My parents invited Burchard to spend 1964-65 in the U.S. at the boarding school I was attending, Phillips Academy in Andover, Massachusetts. When it wasn’t in session, he spent time with our family in rural Hartland, Vermont, but he also visited a Phillips Academy classmate in Oklahoma and visited Boston and New York City. A friend and I met him in Montreal when he debarked from his ocean liner. As soon as we reached our hotel, he turned on the TV so he could watch American commercials because Dutch TV had no commercials at the time. He was also fascinated with Vermont animals that didn’t exist in the Netherlands.
When he arrived in 1964, Burchard spoke perfect Oxford English. He immediately began to switch to American English and, by the end of the first semester, he could speak it with very little accent. His proudest achievement was being able to understand the American comic strip Pogo, which was written in Southern dialect and could be fully understood only if one knew a lot about American politics. After the first semester, he switched back to Oxford English. Why? An uncle had bet him that, when he returned, he would be speaking American English. Burchard won the bet.
Burchard shocked Americans by wearing the sort of Nehru jacket fancied by the Beatles; he loved their music before most Americans paid any attention to it. Even then, he enjoyed surprising people.
Burchard easily won academic honors at Phillips Academy. After returning to the Netherlands, he enjoyed keeping in touch with Andover., as it is popularly known.
When I arrived in Europe to study in Munich in 1967-68, I began by visiting Burchard. He came to pick me up at the railroad station in a small motorbike. Somehow he got me and my large suitcase on the back ot it. I was terrified but we made it to his apartment without injury. He brought home to me what had happened in the war. Sitting in a cafe in Rotterdam, I tried to practice German with him. He refused to speak German in public, pointing out that the Germans had destroyed most of the city. in the war. Burchard’s mother and stepfather kindly had me celebrate Christmas with them and Burchard in England. We spent New Year’s in Holland dodging horizontally discharged fireworks and drinking with neighbors. Only then did he tell me he was gay. He probably had had a relationship with a German student at Andover. Unfortunately this student killed himself while at the university in Freiburg.

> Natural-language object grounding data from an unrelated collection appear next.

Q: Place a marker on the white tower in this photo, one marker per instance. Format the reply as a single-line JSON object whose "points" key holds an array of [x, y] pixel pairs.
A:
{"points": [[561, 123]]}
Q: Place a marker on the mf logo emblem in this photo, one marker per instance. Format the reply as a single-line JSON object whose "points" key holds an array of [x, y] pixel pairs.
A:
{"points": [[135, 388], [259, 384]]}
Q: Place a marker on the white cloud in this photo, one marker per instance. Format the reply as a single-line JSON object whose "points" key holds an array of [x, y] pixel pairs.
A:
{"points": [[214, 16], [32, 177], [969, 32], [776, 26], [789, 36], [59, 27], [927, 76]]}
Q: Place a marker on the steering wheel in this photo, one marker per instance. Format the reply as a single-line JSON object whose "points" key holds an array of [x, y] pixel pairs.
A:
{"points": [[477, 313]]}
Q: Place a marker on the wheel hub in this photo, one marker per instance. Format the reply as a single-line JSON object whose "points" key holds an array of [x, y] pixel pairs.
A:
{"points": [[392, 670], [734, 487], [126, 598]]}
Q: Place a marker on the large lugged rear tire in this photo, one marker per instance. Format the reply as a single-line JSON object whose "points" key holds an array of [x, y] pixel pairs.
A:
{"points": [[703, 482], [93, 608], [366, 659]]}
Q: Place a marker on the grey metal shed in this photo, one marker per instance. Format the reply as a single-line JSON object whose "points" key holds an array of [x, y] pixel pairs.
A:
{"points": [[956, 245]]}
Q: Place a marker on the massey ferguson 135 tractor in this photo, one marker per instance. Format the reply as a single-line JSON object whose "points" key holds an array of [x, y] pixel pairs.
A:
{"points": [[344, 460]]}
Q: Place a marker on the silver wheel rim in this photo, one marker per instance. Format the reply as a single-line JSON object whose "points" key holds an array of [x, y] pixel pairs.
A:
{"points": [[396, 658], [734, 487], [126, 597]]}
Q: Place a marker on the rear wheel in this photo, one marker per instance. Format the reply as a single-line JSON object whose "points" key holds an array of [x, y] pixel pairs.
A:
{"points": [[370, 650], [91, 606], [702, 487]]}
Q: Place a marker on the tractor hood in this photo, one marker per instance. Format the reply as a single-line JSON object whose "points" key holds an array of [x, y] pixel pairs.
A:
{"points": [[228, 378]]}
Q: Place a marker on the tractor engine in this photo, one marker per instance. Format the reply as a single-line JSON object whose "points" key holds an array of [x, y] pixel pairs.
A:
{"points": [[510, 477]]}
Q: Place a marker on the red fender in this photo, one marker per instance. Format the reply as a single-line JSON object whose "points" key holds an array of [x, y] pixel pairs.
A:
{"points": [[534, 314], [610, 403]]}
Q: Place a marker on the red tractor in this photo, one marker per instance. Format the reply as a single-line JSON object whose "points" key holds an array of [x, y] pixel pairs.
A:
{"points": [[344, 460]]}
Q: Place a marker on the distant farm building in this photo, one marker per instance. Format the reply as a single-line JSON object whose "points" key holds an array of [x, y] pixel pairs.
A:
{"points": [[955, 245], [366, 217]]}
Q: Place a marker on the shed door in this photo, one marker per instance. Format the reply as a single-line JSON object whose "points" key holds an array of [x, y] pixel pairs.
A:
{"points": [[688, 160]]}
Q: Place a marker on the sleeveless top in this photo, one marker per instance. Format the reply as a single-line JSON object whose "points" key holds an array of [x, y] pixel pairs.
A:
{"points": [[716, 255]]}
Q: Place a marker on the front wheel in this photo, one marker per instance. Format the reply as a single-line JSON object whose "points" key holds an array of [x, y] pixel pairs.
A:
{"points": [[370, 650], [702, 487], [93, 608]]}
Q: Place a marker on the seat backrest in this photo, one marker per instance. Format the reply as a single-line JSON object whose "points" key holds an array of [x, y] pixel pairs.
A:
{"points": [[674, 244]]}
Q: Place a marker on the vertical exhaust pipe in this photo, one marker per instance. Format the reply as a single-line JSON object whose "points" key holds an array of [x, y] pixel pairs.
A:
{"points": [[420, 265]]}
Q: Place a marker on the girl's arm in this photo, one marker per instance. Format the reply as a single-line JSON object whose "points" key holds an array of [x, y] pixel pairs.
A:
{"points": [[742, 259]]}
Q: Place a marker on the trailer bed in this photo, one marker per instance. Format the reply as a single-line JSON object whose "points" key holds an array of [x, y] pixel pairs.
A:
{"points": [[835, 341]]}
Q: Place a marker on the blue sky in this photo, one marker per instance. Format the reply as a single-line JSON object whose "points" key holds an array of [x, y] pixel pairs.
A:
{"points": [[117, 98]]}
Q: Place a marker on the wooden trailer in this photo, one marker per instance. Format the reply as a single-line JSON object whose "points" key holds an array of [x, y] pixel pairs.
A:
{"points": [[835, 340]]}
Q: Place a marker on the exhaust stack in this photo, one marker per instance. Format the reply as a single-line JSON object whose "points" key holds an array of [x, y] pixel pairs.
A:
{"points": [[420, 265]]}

When he was young, Burchard joked that he was saving up for a round-the-world trip and said that, in only a few years, he might get as far as London. Later, however, he took an African tour with his mother. As far as I know, he never reached China though he did get as far as San Francisco.
Burchard and I kept up a lively and voluminous correspondence, mostly in English but sometimes in German, French, or even Dutch (which I learned on his account). Until he switched to email, it was always interesting to see what sort of scrap paper he used for letters, too. We also competed in making English puns. Over the years, I visited him several times in Leiden and Amsterdam. He was always a good host. When my wife, my 11 year old daughter and I visited in 2000, he played tour guide and also delighted in finding Kinder Eggs for my daughter. We last saw him in 2018. COPD, no doubt caused by years of smoking, had taken its toll, but he had learned to live with it quite well. He last emailed me from the hospital where he died. I still think of things I’d like to discuss with him. I miss him.